Automobile tax bills, which are typically due on July 1, will not be due on that date this year due to the uncertainty about the uniform state-wide motor vehicle mill rate.
By Ronni Newton
The Town of West Hartford will be sending out property tax bills soon, with a due date of July 1, but motor vehicle tax bills will be delayed this year due to the uncertainty in the state budget.
Town Manager Ron Van Winkle told the Town Council Tuesday night that the town is going to wait to see what happens with the state budget, at least in the near term, before sending out motor vehicle tax bills.

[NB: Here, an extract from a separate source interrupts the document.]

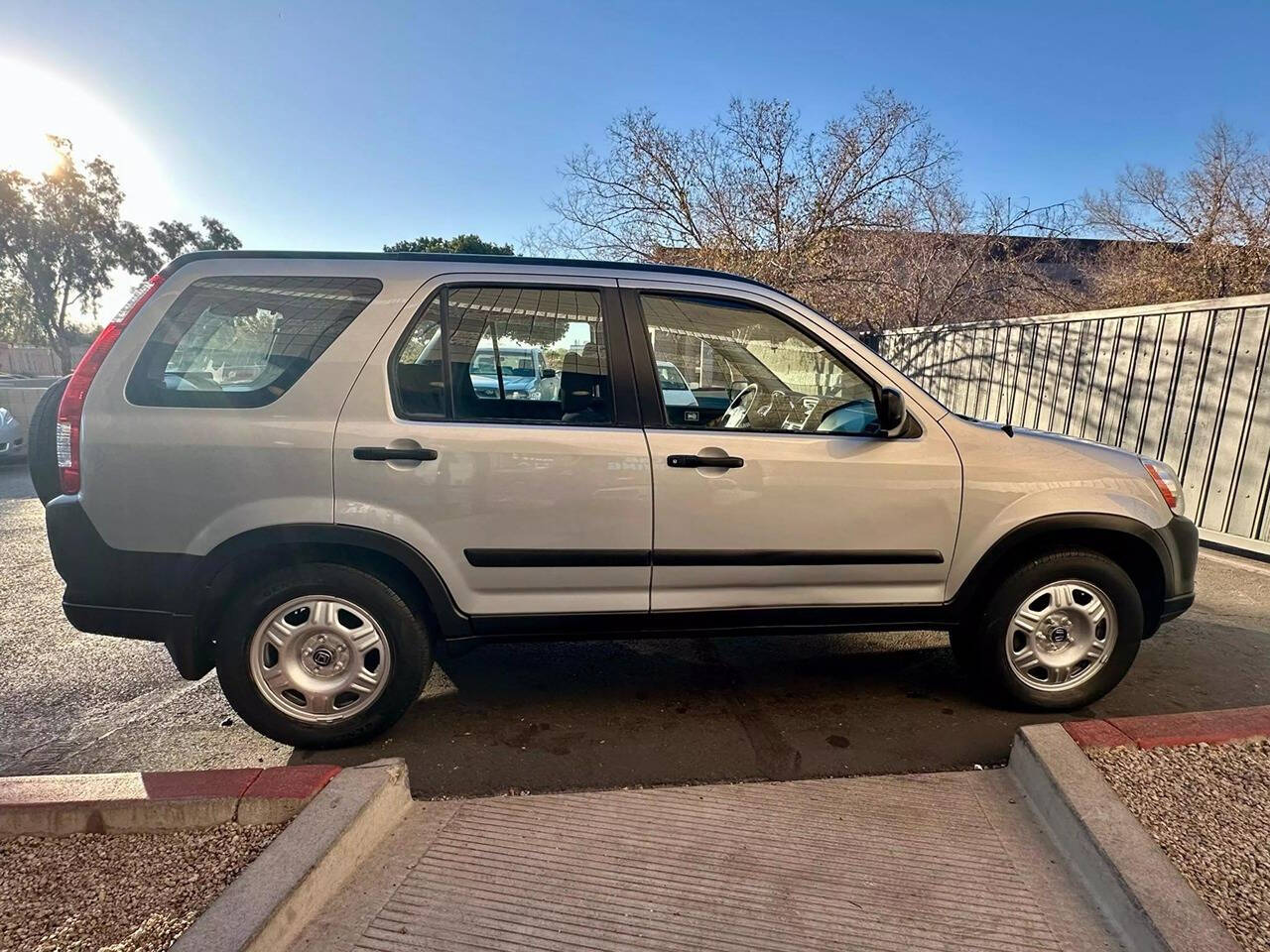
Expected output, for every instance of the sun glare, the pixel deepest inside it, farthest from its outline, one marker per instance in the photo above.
(37, 103)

The original budget proposed by Gov. Dannel P. Malloy, as well as the subsequent budget the governor presented, specified an automobile mill rate of not more than 32 mills. In the 2017-2018 budget adopted by the Town Council on April 25, 2017, the real and personal property mill rate was set at 41.04 mills, while the automobile mill rate was set at 32 mills in compliance with the state law capping it at that level.
For FY2017, the motor vehicle mill rate was capped at 37 mills.
As part of the capped mill rate for FY2018, the state was to return some of the lost revenue to municipalities as a grant, but there is so much uncertainty surrounding the state budget, which was not adopted during the regular legislative session that ended last week. A special session for the purpose of adopting a budget has not yet been scheduled.
Van Winkle told the Town Council that he has heard it is highly likely that the state will not reduce the mill rate on automobiles to 32 mills, so the town will wait for a while, until the final legislation is adopted, to send out the bills.
A press release issued by the Town of West Hartford Wednesday states: “As soon as information is available, including the mailing date and due date of the motor vehicle tax bills, that information will be posted on the West Hartford home page, www.westhartfordct.gov and also made available by calling the West Hartford Tax Office phone line: 860-561-7474.”
“Don’t look for your tax bill on your automobile. Do look for your tax bill on your home,” Van Winkle said Tuesday night.
Connecticut General Statutes 12-146, mandates that taxpayers have a one-month grace period from the established due date to pay the bill without interest.